From Library Journal:
This long-awaited volume by the late George Kent is the first full-scale biography of the Pulitzer Prize-winning poet. Kent carefully chronicles Brooks's aesthetic and political development in relation to familial and literary influences, the Chicago arts community, and the civil rights and black nationalist movements. Brooks is dramatically and critically portrayed as an artist struggling to create a style that reflects the particularities of her own and other black Americans' experiences while conveying a greater universalism in black life and literature. Her achievements as a critic, teacher, speaker, philanthropist, and activist are also emphasized. Enriched by generous quotes from Brooks's early notebooks, as well as anecdotes from the poet, her family, and her friends, this book will be enjoyed by anyone interested in Brooks or American poetry.
- Deborah Gussman, Rutgers Univ., New Brunswick, N.J.
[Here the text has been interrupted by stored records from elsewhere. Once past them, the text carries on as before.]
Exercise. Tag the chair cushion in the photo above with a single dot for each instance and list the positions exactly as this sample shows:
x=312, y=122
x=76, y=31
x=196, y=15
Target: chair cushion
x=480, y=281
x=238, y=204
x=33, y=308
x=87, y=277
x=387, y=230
Copyright 1989 Reed Business Information, Inc.
From Publishers Weekly:
Completed shortly before the death of University of Chicago professor Kent, this major study of Pulitzer Prize-winning Chicago poet Gwendolyn Brooks ends with the death of her mother in 1978. Based on interviews, correspondence and the poet's private notebooks, the biography examines the change in her verse from the formality and traditionalism of her early work to the later inclusion of ordinary speech, loose rhythms and communal reference points that won her a mass audience. Also noted is Brooks's identification and solidarity with the black struggle and the consequences of blacks' "strangerhood" in America.